I have continued to do 14:10 fasting during my chemotherapy, most days of the week. There is some research that IF can reduce chemo side effects2 and I continue to feel very strongly about making sure my insulin/blood sugar regulation is under control to prevent this tumor from taking advantage of any opportunity to grow! I am very aware of my overall calorie intake as my body needs plenty of nutrients to stay strong during treatment. This is NOT a time for me (or any cancer thriver) to be in a calorie deficit!

Please feel free to leave questions about IF in the comments section below! Stay tuned for more updates on my personal journey later this week as I complete taxol/carbo #6!


Warning Signs of Cancer

Warning Signs of Cancer

It’s September 1, everyone! Time to do your preventative screening!
I encourage you all to perform your breast self-exam or schedule your annual mammogram, pap smear, skin check, colonoscopy, PSA test, or whatever it is you’ve been meaning to do!

Early in my cancer diagnosis, I would often be asked “How did you know to go to the doctor?” or “Did you have any other symptoms besides finding a lump?” Because early detection is of utmost importance with a cancer diagnosis, I wanted to point out a few of the warning signs I recognized as well as a few others that might warrant getting things checked out by your physician.

In December 2019, I had my annual OB/GYN appointment with a new doctor.

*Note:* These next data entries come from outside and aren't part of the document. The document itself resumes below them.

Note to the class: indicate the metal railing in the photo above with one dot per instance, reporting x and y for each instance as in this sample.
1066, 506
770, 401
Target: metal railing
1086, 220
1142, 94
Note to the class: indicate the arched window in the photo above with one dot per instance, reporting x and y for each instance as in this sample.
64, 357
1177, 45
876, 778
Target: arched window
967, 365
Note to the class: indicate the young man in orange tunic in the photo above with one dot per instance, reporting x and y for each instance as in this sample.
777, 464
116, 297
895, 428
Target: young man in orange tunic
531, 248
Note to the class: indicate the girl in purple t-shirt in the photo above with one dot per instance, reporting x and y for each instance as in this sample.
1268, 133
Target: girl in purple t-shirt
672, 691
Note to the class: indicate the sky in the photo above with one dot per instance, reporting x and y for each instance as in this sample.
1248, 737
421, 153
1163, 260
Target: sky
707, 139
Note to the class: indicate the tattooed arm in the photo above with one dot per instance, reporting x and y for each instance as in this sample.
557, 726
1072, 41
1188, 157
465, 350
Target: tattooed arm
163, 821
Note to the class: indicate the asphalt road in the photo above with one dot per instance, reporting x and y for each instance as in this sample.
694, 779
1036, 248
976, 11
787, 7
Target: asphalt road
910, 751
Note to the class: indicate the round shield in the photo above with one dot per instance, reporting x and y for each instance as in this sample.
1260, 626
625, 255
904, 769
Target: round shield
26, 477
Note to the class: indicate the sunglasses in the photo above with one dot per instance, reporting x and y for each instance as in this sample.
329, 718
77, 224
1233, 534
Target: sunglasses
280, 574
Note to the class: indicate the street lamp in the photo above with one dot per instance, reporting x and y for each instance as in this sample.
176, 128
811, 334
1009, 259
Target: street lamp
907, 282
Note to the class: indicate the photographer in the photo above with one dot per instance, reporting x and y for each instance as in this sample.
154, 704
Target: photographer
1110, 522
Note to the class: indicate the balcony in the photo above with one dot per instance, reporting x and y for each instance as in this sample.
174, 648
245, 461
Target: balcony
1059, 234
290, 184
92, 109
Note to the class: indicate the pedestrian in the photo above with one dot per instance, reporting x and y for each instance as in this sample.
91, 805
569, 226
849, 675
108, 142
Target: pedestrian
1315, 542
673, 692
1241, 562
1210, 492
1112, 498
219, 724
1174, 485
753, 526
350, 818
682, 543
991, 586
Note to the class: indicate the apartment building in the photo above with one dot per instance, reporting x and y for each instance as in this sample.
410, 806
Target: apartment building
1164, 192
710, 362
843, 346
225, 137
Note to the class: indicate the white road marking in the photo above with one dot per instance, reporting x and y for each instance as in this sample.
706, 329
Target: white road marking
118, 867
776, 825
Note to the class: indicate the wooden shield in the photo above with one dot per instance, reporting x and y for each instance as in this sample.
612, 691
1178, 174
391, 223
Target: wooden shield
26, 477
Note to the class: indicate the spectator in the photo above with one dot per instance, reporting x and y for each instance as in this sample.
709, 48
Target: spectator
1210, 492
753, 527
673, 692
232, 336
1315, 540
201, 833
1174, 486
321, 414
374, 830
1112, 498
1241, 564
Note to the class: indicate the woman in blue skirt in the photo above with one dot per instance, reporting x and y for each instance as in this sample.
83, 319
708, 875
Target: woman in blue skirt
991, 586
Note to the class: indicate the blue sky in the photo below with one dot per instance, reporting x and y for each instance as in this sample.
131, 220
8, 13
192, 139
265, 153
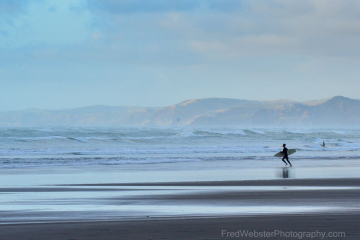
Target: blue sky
71, 53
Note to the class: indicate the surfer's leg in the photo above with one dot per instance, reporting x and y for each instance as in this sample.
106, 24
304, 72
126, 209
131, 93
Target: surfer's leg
287, 159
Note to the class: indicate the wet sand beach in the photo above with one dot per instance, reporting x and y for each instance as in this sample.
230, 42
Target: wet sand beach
184, 210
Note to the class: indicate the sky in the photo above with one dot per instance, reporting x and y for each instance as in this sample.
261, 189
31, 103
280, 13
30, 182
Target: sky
73, 53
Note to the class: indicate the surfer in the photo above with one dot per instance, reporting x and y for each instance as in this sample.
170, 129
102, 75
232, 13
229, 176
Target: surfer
285, 152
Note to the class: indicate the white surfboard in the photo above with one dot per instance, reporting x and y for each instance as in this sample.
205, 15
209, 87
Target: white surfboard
280, 154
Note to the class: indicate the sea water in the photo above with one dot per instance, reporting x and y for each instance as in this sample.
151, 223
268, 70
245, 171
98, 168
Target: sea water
69, 146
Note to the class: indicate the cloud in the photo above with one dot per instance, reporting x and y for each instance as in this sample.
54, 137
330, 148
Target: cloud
161, 6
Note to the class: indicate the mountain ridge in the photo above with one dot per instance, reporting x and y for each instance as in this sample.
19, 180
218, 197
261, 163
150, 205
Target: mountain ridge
334, 111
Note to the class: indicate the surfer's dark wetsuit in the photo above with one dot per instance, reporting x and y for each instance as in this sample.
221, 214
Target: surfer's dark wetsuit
285, 156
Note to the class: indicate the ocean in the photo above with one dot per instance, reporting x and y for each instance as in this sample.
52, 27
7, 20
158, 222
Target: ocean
69, 146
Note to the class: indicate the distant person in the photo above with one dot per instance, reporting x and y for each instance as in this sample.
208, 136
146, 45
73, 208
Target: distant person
286, 156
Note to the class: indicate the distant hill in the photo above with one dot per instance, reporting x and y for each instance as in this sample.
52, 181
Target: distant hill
336, 111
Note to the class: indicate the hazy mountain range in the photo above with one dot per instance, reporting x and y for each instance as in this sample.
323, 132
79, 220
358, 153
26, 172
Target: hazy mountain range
337, 111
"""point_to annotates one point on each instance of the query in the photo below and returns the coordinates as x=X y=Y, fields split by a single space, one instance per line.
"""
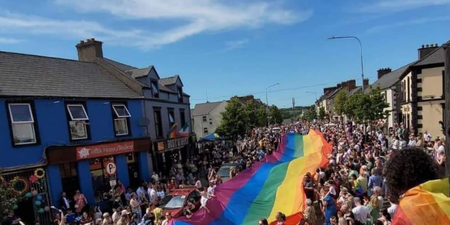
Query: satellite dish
x=144 y=121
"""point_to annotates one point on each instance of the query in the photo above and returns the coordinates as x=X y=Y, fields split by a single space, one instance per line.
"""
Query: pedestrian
x=80 y=201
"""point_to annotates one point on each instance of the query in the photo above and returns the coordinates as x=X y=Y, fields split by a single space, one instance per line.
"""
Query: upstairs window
x=121 y=119
x=22 y=123
x=78 y=121
x=180 y=94
x=155 y=89
x=171 y=118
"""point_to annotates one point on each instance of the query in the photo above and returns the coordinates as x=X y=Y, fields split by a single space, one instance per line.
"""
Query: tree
x=234 y=121
x=251 y=115
x=275 y=115
x=339 y=102
x=261 y=116
x=321 y=113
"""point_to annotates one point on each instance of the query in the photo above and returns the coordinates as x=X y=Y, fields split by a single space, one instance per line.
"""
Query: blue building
x=69 y=125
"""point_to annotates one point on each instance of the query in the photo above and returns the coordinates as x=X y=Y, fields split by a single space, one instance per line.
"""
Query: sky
x=223 y=48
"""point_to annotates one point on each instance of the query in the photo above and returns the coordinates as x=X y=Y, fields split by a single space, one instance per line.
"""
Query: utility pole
x=447 y=107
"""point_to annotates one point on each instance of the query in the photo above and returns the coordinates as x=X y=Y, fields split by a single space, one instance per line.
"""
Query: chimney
x=426 y=50
x=365 y=83
x=351 y=84
x=383 y=71
x=89 y=50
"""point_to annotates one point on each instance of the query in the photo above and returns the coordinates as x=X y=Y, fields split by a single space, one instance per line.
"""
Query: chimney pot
x=423 y=52
x=90 y=50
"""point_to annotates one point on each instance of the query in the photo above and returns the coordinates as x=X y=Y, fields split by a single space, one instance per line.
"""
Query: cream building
x=422 y=89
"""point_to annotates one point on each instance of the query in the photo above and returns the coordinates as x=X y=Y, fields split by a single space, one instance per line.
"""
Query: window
x=121 y=119
x=171 y=118
x=155 y=89
x=101 y=180
x=78 y=121
x=158 y=125
x=22 y=123
x=182 y=118
x=180 y=94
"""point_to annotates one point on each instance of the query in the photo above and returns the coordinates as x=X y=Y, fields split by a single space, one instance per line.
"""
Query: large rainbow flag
x=268 y=187
x=428 y=203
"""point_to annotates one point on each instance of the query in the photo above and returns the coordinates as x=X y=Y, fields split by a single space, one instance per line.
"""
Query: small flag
x=173 y=131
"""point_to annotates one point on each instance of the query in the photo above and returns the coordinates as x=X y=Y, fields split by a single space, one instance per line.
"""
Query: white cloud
x=409 y=23
x=201 y=16
x=236 y=44
x=398 y=5
x=9 y=40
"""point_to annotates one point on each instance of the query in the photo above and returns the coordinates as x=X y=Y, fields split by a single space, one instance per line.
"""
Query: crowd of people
x=368 y=172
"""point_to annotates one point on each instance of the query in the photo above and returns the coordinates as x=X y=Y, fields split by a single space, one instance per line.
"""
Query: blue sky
x=223 y=48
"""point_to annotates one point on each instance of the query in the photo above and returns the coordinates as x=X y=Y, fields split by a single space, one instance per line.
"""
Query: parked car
x=224 y=171
x=177 y=199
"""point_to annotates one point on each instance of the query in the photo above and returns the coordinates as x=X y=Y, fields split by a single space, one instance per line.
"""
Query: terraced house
x=85 y=124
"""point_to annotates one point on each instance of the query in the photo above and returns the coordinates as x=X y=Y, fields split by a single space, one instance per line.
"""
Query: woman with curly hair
x=408 y=168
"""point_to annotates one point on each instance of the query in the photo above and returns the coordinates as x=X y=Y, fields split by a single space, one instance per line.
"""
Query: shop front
x=96 y=169
x=169 y=152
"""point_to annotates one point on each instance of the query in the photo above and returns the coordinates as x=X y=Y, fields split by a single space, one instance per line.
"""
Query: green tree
x=322 y=113
x=234 y=121
x=251 y=115
x=275 y=115
x=339 y=102
x=261 y=116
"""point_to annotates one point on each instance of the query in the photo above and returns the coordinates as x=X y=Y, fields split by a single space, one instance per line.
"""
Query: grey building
x=166 y=106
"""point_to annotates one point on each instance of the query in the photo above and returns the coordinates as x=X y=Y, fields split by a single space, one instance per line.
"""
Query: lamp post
x=360 y=48
x=267 y=101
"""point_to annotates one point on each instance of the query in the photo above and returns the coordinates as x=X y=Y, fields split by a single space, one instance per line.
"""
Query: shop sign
x=111 y=168
x=177 y=143
x=94 y=151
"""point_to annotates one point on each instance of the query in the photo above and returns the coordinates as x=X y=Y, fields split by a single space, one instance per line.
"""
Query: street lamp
x=267 y=101
x=360 y=48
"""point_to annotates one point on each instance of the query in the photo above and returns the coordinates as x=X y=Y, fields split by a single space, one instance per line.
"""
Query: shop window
x=158 y=125
x=103 y=174
x=180 y=94
x=182 y=118
x=155 y=89
x=78 y=122
x=121 y=119
x=171 y=118
x=22 y=123
x=69 y=178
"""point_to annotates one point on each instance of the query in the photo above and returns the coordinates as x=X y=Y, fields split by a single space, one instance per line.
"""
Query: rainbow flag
x=428 y=203
x=173 y=131
x=268 y=187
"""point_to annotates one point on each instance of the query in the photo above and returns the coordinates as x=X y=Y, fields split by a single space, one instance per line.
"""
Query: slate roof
x=352 y=92
x=31 y=75
x=136 y=73
x=435 y=57
x=169 y=80
x=204 y=108
x=389 y=79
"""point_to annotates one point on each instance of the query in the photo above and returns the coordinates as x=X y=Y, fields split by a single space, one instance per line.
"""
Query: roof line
x=43 y=56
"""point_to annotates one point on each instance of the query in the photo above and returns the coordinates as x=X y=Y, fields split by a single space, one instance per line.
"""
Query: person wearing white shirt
x=151 y=193
x=360 y=212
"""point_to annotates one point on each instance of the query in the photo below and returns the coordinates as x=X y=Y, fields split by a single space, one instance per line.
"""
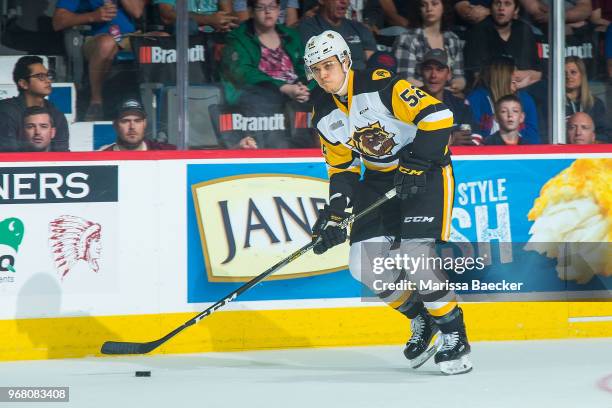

She did a thorough breast exam as part of the usual routine and all of my test results came back normal otherwise. At that time, there was no palpable lump in my left breast.

In early February, I took a quick weekend trip to Seattle to see my bestie. I had worn a mask on the plane because the first whisperings of COVID were happening, but on my first night there I still had some mild flu-like symptoms. I took my temperature and had a low-grade fever. The fever broke by the next morning, but the rest of the day I had an annoying nausea – enough that it convinced me to buy a pregnancy test! Turns out, I wasn’t pregnant, thankfully!

Over the next several weeks, I would leave work and continue to have these feverish symptoms, but they would come and go. At one point, there had been a small rash over the area of my unknown tumor but that disappeared, too. It wasn’t until mid March that I felt the lump. To be honest, I was not a regimented self-checker, but I couldn’t miss it, and I didn’t wait long before making an appointment with my OB/GYN to get it checked out.

I want to emphasize here that when I got into my OB/GYN (who squeezed me in her usually packed schedule), she sent me for imaging and biopsy immediately. Not every woman under 40 with breast cancer has been this lucky, and many are told “you’re too young to have cancer” or “let’s just watch it.” I can’t stress enough that if you feel like something’s not right, you must be your own advocate. YOU have to be responsible for your own health. Get 10 other opinions if you have to, but find a provider who listens to you!

So, yes, looking back there were other signs that should have alerted me even sooner, but it was actually the cumulative symptoms (& my own intuition) that made me seek an appointment so quickly.

Here are a few cancer red flags you should be aware of:

Systemic Changes:

  • Unexplained weight loss (>10 pounds in a short period of time)
  • Extreme fatigue that doesn’t improve with rest
  • Fever (especially if worsens at night) or night sweats with no other sign of infection
  • Pain that does not resolve with repositioning or medications, ALSO pain that wakes you up at night

Localized changes:

  • Skin changes (check out the ABCDE method to monitor your skin)
  • Lumps, bumps, or thickening of the skin
  • Unusual bleeding or slow-healing wounds
  • Changes in bowel or bladder habits (slowed urine flow, blood in urine/stool, etc.)
  • Difficulty swallowing or persistent indigestion
  • Persistent cough or hoarseness

I’m not posting these warning signs to create panic, but to bring awareness. Many of the signs and symptoms listed above relate to other, more benign conditions too, so don’t freak out! I truly believe that the more we know our bodies, the sooner we’ll be able to recognize when something’s off.

Hope you’re all having a great week & taking care of yourselves!